The first volume is our playbooks directory. This is where we will story playbooks for all the projects we want to push to devices. You can git clone playbooks for other projects into this directory from the Host operating system. They will be exposed in the /home/pi/Playbooks directory on your ansible container.
Change the first volume’s value to reflect the correct directory on your host system. Be sure to retain
:/home/pi/Playbooks
at the end of the first line. This is how we specify the location. My playbooks are designed to run on both the builderhotspot as well as via containers- but if you modify this second value, the playbooks won’t work without modifications.
The second volume is for enabling mdns resolution. In our playbooks we want to use hostnames to specify the recipient device. This makes pushing a playbook to a target device easy. You don’t have to discover the recipient device’s IP address. You only need to know it’s hostname. This keeps life simple. If you’re on linux, the best way to do this is to share the avahi-daemon socket on the host system as a volume. If you skip this step, name resolution won’t work within the ansible container. I don’t think you need to change this value on a mac- it seems to work on my system. I still need to test this on a Windows machine to confirm mdns works. works.
Step 3: Build & launch the containers
cd ~/Development/containers/FirmwareBuilderContainers
Build the containers & run them detached.
docker-compose up --build -d
Step 4: Attach to the ansible container & test connectivity:
docker exec -it ansible bash
If you have an ansibledest system running on your network, you should be able to ping it:
root@docker-desktop:/# ping ansibledest.local
PING ansibledest.local (192.168.6.247) 56(84) bytes of data.

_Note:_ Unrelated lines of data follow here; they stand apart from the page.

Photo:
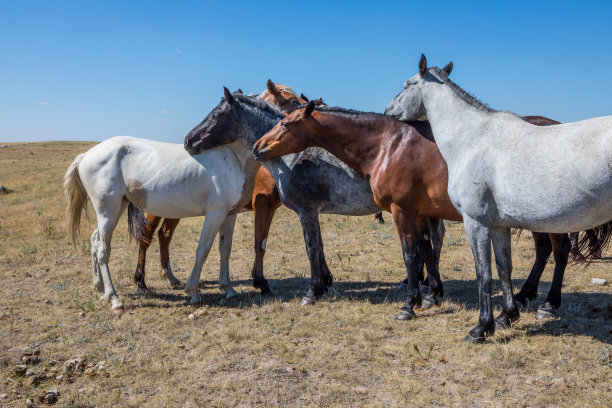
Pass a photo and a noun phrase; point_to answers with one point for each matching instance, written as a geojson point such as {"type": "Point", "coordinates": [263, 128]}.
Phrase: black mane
{"type": "Point", "coordinates": [463, 95]}
{"type": "Point", "coordinates": [259, 103]}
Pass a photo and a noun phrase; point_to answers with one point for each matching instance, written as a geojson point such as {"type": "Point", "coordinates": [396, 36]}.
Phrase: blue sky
{"type": "Point", "coordinates": [90, 70]}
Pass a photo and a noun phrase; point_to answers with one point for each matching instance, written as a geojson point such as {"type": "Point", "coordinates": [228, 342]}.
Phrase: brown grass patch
{"type": "Point", "coordinates": [345, 350]}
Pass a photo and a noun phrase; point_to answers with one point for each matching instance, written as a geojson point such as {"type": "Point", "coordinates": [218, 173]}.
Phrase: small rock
{"type": "Point", "coordinates": [361, 390]}
{"type": "Point", "coordinates": [20, 369]}
{"type": "Point", "coordinates": [33, 380]}
{"type": "Point", "coordinates": [598, 281]}
{"type": "Point", "coordinates": [50, 397]}
{"type": "Point", "coordinates": [76, 364]}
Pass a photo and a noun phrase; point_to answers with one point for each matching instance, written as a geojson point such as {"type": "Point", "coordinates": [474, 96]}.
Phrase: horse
{"type": "Point", "coordinates": [264, 203]}
{"type": "Point", "coordinates": [505, 172]}
{"type": "Point", "coordinates": [150, 175]}
{"type": "Point", "coordinates": [353, 136]}
{"type": "Point", "coordinates": [309, 183]}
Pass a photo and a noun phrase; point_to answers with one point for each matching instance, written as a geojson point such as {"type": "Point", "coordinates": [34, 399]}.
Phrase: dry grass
{"type": "Point", "coordinates": [345, 350]}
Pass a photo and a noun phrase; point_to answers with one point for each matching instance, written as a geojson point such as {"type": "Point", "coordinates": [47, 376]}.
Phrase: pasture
{"type": "Point", "coordinates": [345, 350]}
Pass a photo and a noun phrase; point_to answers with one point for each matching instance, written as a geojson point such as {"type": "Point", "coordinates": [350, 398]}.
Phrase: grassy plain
{"type": "Point", "coordinates": [346, 350]}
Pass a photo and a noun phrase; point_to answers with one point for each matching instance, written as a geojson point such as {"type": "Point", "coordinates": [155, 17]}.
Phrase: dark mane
{"type": "Point", "coordinates": [466, 97]}
{"type": "Point", "coordinates": [258, 103]}
{"type": "Point", "coordinates": [346, 112]}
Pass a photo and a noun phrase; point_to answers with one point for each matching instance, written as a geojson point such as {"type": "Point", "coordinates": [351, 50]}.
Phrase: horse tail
{"type": "Point", "coordinates": [594, 241]}
{"type": "Point", "coordinates": [77, 199]}
{"type": "Point", "coordinates": [138, 225]}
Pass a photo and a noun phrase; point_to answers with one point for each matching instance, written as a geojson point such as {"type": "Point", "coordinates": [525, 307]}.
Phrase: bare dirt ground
{"type": "Point", "coordinates": [347, 350]}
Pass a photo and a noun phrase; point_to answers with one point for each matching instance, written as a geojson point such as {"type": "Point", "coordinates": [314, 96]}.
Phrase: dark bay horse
{"type": "Point", "coordinates": [408, 177]}
{"type": "Point", "coordinates": [310, 183]}
{"type": "Point", "coordinates": [265, 201]}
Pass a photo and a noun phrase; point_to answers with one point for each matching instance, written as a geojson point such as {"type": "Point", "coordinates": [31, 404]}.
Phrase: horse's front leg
{"type": "Point", "coordinates": [165, 236]}
{"type": "Point", "coordinates": [502, 241]}
{"type": "Point", "coordinates": [143, 246]}
{"type": "Point", "coordinates": [409, 234]}
{"type": "Point", "coordinates": [212, 223]}
{"type": "Point", "coordinates": [226, 233]}
{"type": "Point", "coordinates": [432, 259]}
{"type": "Point", "coordinates": [479, 237]}
{"type": "Point", "coordinates": [314, 248]}
{"type": "Point", "coordinates": [561, 249]}
{"type": "Point", "coordinates": [543, 248]}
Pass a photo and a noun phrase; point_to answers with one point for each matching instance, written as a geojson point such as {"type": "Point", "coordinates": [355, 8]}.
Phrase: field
{"type": "Point", "coordinates": [346, 350]}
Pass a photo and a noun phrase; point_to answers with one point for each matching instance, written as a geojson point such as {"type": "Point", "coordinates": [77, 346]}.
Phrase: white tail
{"type": "Point", "coordinates": [77, 199]}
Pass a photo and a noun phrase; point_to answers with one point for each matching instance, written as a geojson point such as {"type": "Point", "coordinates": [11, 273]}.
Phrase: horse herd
{"type": "Point", "coordinates": [492, 170]}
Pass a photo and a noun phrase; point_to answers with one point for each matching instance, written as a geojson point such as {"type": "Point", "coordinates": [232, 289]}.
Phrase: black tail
{"type": "Point", "coordinates": [138, 224]}
{"type": "Point", "coordinates": [594, 241]}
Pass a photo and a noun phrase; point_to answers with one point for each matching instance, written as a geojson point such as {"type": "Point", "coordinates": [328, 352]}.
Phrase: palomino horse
{"type": "Point", "coordinates": [505, 172]}
{"type": "Point", "coordinates": [367, 143]}
{"type": "Point", "coordinates": [309, 183]}
{"type": "Point", "coordinates": [265, 201]}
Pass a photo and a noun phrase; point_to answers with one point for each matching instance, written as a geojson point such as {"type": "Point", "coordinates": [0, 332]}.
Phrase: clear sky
{"type": "Point", "coordinates": [90, 70]}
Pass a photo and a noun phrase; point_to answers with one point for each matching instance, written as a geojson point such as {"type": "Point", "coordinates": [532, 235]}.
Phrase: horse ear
{"type": "Point", "coordinates": [423, 65]}
{"type": "Point", "coordinates": [448, 68]}
{"type": "Point", "coordinates": [271, 87]}
{"type": "Point", "coordinates": [309, 109]}
{"type": "Point", "coordinates": [228, 96]}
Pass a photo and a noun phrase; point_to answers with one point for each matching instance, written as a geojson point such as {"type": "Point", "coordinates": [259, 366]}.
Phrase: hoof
{"type": "Point", "coordinates": [307, 301]}
{"type": "Point", "coordinates": [427, 303]}
{"type": "Point", "coordinates": [405, 315]}
{"type": "Point", "coordinates": [117, 307]}
{"type": "Point", "coordinates": [473, 340]}
{"type": "Point", "coordinates": [546, 314]}
{"type": "Point", "coordinates": [231, 293]}
{"type": "Point", "coordinates": [196, 300]}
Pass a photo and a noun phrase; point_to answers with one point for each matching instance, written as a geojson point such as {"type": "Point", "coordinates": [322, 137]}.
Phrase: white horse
{"type": "Point", "coordinates": [505, 172]}
{"type": "Point", "coordinates": [165, 180]}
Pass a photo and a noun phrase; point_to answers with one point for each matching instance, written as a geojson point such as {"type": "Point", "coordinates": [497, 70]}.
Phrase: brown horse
{"type": "Point", "coordinates": [407, 174]}
{"type": "Point", "coordinates": [264, 204]}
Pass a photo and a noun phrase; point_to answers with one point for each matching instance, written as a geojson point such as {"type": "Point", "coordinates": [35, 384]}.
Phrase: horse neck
{"type": "Point", "coordinates": [257, 123]}
{"type": "Point", "coordinates": [352, 140]}
{"type": "Point", "coordinates": [454, 122]}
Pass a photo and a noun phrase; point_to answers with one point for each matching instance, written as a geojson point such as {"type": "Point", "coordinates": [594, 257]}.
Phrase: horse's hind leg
{"type": "Point", "coordinates": [264, 207]}
{"type": "Point", "coordinates": [97, 277]}
{"type": "Point", "coordinates": [212, 223]}
{"type": "Point", "coordinates": [408, 228]}
{"type": "Point", "coordinates": [543, 248]}
{"type": "Point", "coordinates": [561, 249]}
{"type": "Point", "coordinates": [226, 233]}
{"type": "Point", "coordinates": [143, 245]}
{"type": "Point", "coordinates": [502, 240]}
{"type": "Point", "coordinates": [165, 236]}
{"type": "Point", "coordinates": [108, 216]}
{"type": "Point", "coordinates": [314, 248]}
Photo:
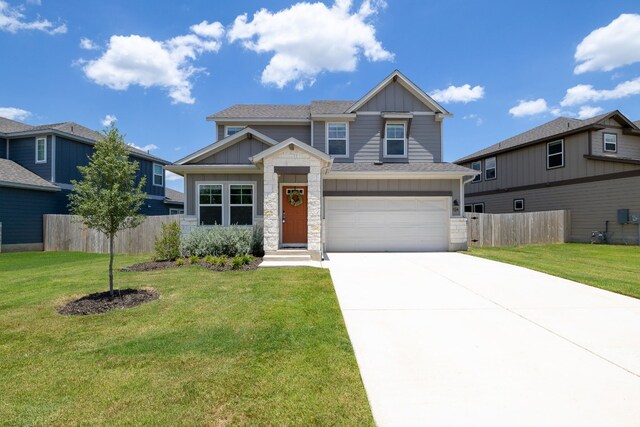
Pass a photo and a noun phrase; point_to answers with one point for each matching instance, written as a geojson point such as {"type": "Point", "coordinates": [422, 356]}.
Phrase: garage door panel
{"type": "Point", "coordinates": [387, 223]}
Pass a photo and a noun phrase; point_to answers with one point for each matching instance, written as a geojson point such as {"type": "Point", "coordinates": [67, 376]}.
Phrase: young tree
{"type": "Point", "coordinates": [107, 198]}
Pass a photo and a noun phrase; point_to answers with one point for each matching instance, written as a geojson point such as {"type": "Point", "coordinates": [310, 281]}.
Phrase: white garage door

64 bytes from 192.168.6.247 (192.168.6.247): icmp_seq=1 ttl=63 time=0.898 ms
64 bytes from 192.168.6.247 (192.168.6.247): icmp_seq=2 ttl=63 time=1.12 ms
Step 5: Detach from your containers & deactivate the containers:
From within the ansible container, type “exit” to leave the container. Then use the docker-compose command to deactivate the containers:
docker-compose down
Step 6 (From this point forward, the only commands you’ll really need when building):
From now on, we skip the build commands. Run the docker-compose command from within the container directory on your host system:
docker-compose up
docker-exec -it ansible bash
Step 7: Building a firmware example
You now should be good to go to use Docker Containers for pushing my firmware recipes to your devices. To try out the “hack this wifi” firmware, Go to your Host OS’s terminal and cd into the playbook directory ( I use /Users/Patrick/Development/Playbooks/DockerVolume). Run the following command:
git clone https://github.com/CaptainMcCrank/Learn_Linux_Networking_And_Hacking.git
Attach to your container:
docker-exec -it ansible bash
And now cd into your playbooks directory:
cd /home/pi/Playbooks/
If you run ls, you should see the “Learn_Linux_Networking_And_Hacking” directory. cd into it:
cd /home/pi/Playbooks/Learn_Linux_Networking_And_Hacking
If your ansibledest system is online, you can copy the container’s ssh key to the destination system, which enables you to use ansible to install software on the recipient device:
ssh-copy-id pi@ansibledest.local
And now you can deploy the firmware:
ansible-playbook run.yml
If for some reason you forgot to set your hosts file, you can fix this in ansible for your container’s session with the “export DOCKER_HOST=hostname.local” command- where hostname.local is your host system’s hostname.